Na Grã-Bretanha, uma investigação da National Foundation for Educacional Research (Julho de 2002) sobre 370.000 alunos de escolas públicas assinala que o rendimento dos estudantes de centros de ensino com educação separada era manifestamente superior.

Também na Suécia se verificam alertas em relação ao problema da omnipresença da coeducação nas escolas, pelo que a Ministra da Educação, Beatrice Ask, através de um estudo por ela accionado através de uma comissão presidida por Chris Heisler, concluiu que a “coeducação conserva e conduz a extremos negativos”.

E acrescenta: “demonstrou-se que as raparigas, entre os 7 e os 15 anos, assimilam com mais rapidez e aprendem mais que os rapazes, ao passo que no ensino sequente sentem mais dificuldades. Além disso, é preciso ter em conta que as raparigas alcançam a maturidade muito antes dos rapazes e embora tenham a mesma idade, não podem tratar-se de igual maneira”.

As concepções, como vemos, oscilam e é necessário perceber as suas alterações, o que as motiva, as sua origens, o seu desenvolvimento e a sua evolução. Sem o recurso a estes parâmetros, os juízos que fazemos são sempre vulneráveis, superficiais e precários.

Não temos, por isso, o direito de emitir um parecer condenatório de toda a gente – incluindo as feministas – que defenderam a coeducação com tanto entusiasmo como sistema ideal ou, pelo menos, preferencial, perante os sucessos menos abonatórios que hoje se constatam, após trinta anos de experiência massiva.

Voltando ao mundo religioso, é habitual, como se dizia atrás, que os historiadores nos falem, como um dado assente, do dogmatismo e da intransigência da Igreja ao longo dos tempos. Em compensação, olham com visões indulgentes os reformadores.

No entanto, se formos à liberalíssima Holanda, verificamos que entre 1578 e 1978 foram proibidas aos católicos, pelo menos em Amsterdão, manifestações de fé tão normais como uma procissão.
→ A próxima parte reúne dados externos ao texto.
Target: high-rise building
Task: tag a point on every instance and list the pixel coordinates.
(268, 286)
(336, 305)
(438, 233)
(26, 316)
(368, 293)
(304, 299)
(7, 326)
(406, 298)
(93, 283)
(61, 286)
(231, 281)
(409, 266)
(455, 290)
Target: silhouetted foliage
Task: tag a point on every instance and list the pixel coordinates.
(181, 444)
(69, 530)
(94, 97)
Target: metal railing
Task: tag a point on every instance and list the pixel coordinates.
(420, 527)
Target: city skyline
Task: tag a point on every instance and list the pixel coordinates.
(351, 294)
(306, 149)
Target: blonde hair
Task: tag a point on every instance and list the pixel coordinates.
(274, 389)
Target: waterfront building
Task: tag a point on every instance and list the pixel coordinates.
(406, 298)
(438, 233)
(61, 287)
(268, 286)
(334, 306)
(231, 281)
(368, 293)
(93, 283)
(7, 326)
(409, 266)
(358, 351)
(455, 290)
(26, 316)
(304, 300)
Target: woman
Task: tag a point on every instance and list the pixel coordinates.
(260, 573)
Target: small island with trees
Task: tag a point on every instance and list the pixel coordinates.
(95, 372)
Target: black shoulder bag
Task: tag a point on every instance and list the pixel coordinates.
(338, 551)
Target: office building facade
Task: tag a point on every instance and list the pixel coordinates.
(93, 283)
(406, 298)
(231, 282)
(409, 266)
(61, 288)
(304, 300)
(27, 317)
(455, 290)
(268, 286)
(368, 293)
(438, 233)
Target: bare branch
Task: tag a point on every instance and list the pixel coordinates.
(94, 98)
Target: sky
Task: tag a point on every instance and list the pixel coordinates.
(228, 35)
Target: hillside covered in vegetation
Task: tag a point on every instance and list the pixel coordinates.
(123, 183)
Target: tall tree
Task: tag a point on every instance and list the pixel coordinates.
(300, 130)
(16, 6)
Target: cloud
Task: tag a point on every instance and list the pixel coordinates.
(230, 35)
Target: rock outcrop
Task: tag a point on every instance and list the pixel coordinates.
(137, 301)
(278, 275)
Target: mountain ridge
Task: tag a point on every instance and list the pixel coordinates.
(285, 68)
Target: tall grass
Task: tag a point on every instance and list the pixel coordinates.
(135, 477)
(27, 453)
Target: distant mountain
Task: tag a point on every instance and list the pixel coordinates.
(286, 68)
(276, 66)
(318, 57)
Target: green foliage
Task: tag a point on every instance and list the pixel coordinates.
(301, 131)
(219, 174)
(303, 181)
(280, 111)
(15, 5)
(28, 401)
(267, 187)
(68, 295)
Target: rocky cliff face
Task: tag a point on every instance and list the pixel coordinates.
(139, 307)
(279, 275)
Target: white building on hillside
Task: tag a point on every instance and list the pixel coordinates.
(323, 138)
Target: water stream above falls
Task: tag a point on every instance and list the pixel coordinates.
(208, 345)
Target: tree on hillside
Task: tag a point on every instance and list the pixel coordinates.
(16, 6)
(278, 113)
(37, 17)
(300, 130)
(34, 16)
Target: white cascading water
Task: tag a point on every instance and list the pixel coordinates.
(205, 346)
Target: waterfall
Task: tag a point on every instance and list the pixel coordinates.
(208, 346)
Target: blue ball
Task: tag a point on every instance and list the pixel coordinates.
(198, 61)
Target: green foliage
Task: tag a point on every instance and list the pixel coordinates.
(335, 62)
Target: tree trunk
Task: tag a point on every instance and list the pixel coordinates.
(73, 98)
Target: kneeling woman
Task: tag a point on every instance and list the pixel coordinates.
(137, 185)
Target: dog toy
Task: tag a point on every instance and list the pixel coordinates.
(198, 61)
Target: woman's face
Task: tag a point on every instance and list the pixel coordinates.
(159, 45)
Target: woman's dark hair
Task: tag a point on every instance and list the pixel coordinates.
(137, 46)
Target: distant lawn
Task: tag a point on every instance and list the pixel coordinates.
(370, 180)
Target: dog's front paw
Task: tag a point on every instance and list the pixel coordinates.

Em 2004, ou seja, no presente ano, realizou-se, pela primeira vez, em Amsterdão, desde a primeira data citada, a procissão do Corpo de Deus, com larga e jubilosa presença de fiéis.

Não há muito tempo, um amigo meu me mostrava a fotografia do interior de uma belíssima catedral – passada a protestante – do mesmo país, de finíssimo recorte clássico, com as imagens de Nossa Senhora e dos santos descabeçadas ou deterioradas, devido a uma onda iconoclasta dos reformadores de há séculos.

Não julguemos o passado com superficialidade. Sejamos justos e prudentes.